Рулежная дорожка узка. Того и гляди съедешь за кромку. Не застрять бы, как недавно Зубарев, в сугробе. Не оказаться бы на обочине…
А сам полет? Сегодня обычный полет требует такой подготовки, такого напряжения и такой отдачи, какие вчера еще нужны были разве что для рекорда.
Я вроде бы и не такой уж слабак, чтобы совсем ничего не соображать. Реактивный самолет в сравнении с винтомоторным куда лучше! Он не уклоняется в сторону при разбеге для взлета. Мощные двигатели быстро развивают достаточную тягу, и сразу же после отрыва от земли можно без выдерживания переходить в режим набора высоты. Поставишь машину чуть ли не на попа, она и полезла вверх, опираясь на струи ревущего пламени. Но скорость, скорость! Не успел глазом моргнуть — высота первого разворота. Еще раз моргнул — уже и облака под тобой. А посадка…
С посадкой у меня и не заладилось. Причем всерьез и надолго. Смущала слишком большая скорость спуска. Когда земля мчится на тебя как шальная, когда все внизу так и мелькает перед глазами, чертовски трудно быть хладнокровно-расчетливым и прицельно-точным. Однажды я так приложил спарку к бетонке, что она захрустела всеми своими металлическими суставами.
Сижу в кабине, чувствую — все тело у меня мгновенно покрылось горячей испариной, а переживать-то некогда: надо работать, держать направление, тормозить. Жму, жму на тормозные педали — где там! Колеса крутятся, крутятся — так мне и аэродрома не хватит. Ну, я и придавил посильнее. Вдруг слышу — бах, бах! — словно две мины на посадочной полосе взорвались, и из-под фюзеляжа — черный дым. В ноздри ударил острый, едкий запах жженой резины, раздался невыносимо противный лязг и скрежет. Что случилось? Пожар, что ли?
— Как сидишь? — не выдержав, рявкнул со своего инструкторского кресла майор Филатов. — Разул машину, шалопай! Куда смотришь?!

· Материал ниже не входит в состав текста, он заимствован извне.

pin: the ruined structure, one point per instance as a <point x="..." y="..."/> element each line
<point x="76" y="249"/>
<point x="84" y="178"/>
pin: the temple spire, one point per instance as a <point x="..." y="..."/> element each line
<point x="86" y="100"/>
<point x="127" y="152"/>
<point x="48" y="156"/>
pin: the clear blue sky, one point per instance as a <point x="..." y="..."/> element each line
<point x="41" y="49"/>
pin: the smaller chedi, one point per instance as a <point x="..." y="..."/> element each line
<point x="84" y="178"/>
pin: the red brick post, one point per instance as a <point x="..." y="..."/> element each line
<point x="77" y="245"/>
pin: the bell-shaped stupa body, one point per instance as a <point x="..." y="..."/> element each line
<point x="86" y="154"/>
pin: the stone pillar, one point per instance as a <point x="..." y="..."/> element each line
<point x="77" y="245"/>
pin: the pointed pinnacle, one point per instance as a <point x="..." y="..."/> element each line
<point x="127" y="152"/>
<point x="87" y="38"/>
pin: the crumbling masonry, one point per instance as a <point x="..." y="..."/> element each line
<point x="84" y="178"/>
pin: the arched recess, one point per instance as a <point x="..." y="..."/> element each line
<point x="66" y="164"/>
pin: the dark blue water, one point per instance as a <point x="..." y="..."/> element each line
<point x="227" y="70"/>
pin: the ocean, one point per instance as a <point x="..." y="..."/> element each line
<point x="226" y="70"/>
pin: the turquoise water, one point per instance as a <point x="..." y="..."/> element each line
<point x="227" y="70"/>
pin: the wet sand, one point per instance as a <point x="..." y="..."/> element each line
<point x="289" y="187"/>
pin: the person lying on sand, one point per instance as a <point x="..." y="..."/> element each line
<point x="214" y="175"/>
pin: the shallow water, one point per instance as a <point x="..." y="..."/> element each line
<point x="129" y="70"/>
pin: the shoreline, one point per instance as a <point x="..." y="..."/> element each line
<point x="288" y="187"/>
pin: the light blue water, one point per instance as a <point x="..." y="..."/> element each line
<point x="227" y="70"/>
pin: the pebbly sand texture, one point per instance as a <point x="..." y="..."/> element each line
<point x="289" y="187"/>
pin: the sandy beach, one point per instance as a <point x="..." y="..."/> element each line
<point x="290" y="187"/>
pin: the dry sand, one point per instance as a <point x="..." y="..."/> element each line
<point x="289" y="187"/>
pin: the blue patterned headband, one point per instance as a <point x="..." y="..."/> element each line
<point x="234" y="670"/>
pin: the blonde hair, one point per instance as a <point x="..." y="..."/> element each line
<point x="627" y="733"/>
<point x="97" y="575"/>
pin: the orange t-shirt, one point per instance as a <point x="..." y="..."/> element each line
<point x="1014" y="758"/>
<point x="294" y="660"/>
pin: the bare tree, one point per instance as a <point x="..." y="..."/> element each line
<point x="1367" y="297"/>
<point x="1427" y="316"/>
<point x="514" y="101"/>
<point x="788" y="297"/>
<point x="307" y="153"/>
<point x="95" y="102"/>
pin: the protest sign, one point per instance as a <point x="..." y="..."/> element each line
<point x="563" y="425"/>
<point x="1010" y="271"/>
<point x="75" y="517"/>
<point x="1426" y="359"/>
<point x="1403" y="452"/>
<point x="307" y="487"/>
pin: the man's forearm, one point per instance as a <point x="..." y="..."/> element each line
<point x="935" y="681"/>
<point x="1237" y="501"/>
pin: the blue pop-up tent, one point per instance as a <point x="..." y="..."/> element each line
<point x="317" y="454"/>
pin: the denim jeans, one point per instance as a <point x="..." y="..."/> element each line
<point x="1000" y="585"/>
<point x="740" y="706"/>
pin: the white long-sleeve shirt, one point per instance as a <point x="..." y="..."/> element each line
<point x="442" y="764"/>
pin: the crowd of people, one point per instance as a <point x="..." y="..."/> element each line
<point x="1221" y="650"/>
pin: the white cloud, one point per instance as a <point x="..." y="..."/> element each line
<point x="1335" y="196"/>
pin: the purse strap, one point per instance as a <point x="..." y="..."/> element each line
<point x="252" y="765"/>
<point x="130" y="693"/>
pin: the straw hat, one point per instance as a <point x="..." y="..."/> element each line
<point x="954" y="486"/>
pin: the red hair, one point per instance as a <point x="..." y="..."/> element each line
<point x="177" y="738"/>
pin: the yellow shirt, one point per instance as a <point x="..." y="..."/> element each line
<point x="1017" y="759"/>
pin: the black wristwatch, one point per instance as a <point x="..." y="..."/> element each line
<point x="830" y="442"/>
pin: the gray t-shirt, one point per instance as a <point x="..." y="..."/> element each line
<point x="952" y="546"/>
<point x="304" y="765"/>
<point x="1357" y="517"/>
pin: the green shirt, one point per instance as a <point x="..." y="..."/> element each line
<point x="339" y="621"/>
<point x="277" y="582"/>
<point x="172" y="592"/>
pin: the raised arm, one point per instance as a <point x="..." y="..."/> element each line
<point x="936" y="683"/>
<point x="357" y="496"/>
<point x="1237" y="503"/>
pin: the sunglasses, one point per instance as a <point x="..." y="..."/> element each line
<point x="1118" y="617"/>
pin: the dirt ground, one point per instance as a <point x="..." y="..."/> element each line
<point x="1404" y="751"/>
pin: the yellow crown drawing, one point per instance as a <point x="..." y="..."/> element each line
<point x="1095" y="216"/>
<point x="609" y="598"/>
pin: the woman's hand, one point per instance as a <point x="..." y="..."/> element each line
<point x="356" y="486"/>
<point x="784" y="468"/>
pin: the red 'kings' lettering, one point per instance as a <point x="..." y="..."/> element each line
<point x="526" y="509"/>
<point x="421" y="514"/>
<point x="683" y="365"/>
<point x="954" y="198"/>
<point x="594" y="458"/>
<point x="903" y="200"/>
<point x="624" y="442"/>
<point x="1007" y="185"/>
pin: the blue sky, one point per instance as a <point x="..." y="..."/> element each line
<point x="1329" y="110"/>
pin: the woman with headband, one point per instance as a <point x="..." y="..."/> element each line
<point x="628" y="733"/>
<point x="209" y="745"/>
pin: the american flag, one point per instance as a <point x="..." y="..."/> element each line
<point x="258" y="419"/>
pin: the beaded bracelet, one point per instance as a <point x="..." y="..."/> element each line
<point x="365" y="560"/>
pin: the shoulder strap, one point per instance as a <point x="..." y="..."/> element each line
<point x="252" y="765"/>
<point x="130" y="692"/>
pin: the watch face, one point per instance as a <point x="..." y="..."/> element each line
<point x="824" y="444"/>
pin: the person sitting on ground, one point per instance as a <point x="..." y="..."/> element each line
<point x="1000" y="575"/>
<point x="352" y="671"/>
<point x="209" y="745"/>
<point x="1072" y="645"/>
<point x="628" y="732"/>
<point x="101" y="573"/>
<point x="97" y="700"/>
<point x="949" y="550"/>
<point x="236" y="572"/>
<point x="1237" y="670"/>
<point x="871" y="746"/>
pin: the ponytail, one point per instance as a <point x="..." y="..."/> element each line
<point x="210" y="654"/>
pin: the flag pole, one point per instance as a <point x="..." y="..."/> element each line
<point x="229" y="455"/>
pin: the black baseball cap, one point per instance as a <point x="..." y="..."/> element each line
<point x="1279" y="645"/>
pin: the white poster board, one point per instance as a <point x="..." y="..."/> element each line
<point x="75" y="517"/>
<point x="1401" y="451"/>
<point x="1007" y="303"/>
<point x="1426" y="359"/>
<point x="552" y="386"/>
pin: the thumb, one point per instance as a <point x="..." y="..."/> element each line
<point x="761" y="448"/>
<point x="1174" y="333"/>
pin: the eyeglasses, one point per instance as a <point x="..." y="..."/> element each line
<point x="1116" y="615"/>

Тут только до меня дошло, в чем дело. Когда я слишком резко тормознул, на зажатых мертвой хваткой колесах лопнули и превратились в лохмотья покрышки колес. Тяжелый корабль бежал теперь на металлических ребордах, высекая из бетонированной полосы искры. Ладно еще, что произошло это во второй половине пробега, а то, пожалуй, не выдержали бы и реборды.
— Ну, братец, мне аварийщики не нужны, — вылезая из кабины, отрезал комэск.
При этом он так на меня глянул, что подо мной качнулась и завертелась земля. Ведь выгонит, медведь, выгонит из эскадрильи, попрет в легкомоторную авиацию, и не видать мне реактивной, как собственных ушей.
И Карпущенко не преминул съязвить:
— Мазила! Настоящий летчик — это знаешь кто? Художник! Он должен уметь, по крайней мере, к трем вещам подходить — к земле, к женщине и к буфетной стойке. А в тебе я что-то такой сноровки нигде не замечал. — И смотрел на меня, как на школьника. Хуже — как на закоренелого двоечника.
Колеса на спарке тут же поставили новые и о происшедшем мне не напоминали, да сам-то я забыть неприятный случай не мог. С тех пор и пошли у меня нелады с посадкой. Сделаю круг в небе для расчета перед приземлением, начинаю пологий спуск, все вроде бы идет честь по чести, и Филатов молчит в своем инструкторском кресле, а я уже жду окрика: «Как сидишь! Куда смотришь!..»
Как, как! Да словно и не в кабине самолета, а на остекленной веранде многоэтажного дома. Этот неистово гудящий и кренящийся дом надо вывести из головокружительного снижения с таким расчетом, чтобы над поверхностью аэродрома колеса шасси оказались на высоте одного метра. Лишь тогда, плавно подпуская машину к земле, можно думать о мягкой посадке. А что делать, если у меня то два, то полтора, то вообще черт его знает сколько!
От злости, от стыда и переживаний в моей никчемной башке — полный сумбур. Иногда мне и самому казалось, что никакой я не летчик, а действительно беспомощный и непонятливый мальчишка. Учат, учат, и все без толку. Мазила и есть.
Как раз в эти дни Карпущенко из-за плохой погоды вынужденно приземлился на аэродроме истребителей-перехватчиков. Там он со своим экипажем и заночевал. А когда возвратился, у него только и разговоров было, что о переучивании наших воздушных собратьев. К ним якобы пришли новые реактивные боевые самолеты, а спарка такой модификации не пришла. Так они, если верить Карпущенко, и без спарки обошлись — сразу начали летать на боевых машинах.
— Вот это летчики! — говорил он и при этом многозначительно посматривал в мою сторону. — А тут некоторые… А тут из-за некоторых…
Приходилось терпеливо молчать. Спорь не спорь, огрызайся не огрызайся, он во всем прав. Обстановка «холодной войны» заставляла не только истребителей, но и нас, бомберов, перевооружаться с винтовых самолетов на реактивные в предельно сжатые сроки. А я, выходит, не только сам отставал, но, занимая нашу единственную спарку, мешал и другим. Словом, куда ни кинь, — кругом виноват. Самолюбие мое жестоко страдало. Хоть плачь!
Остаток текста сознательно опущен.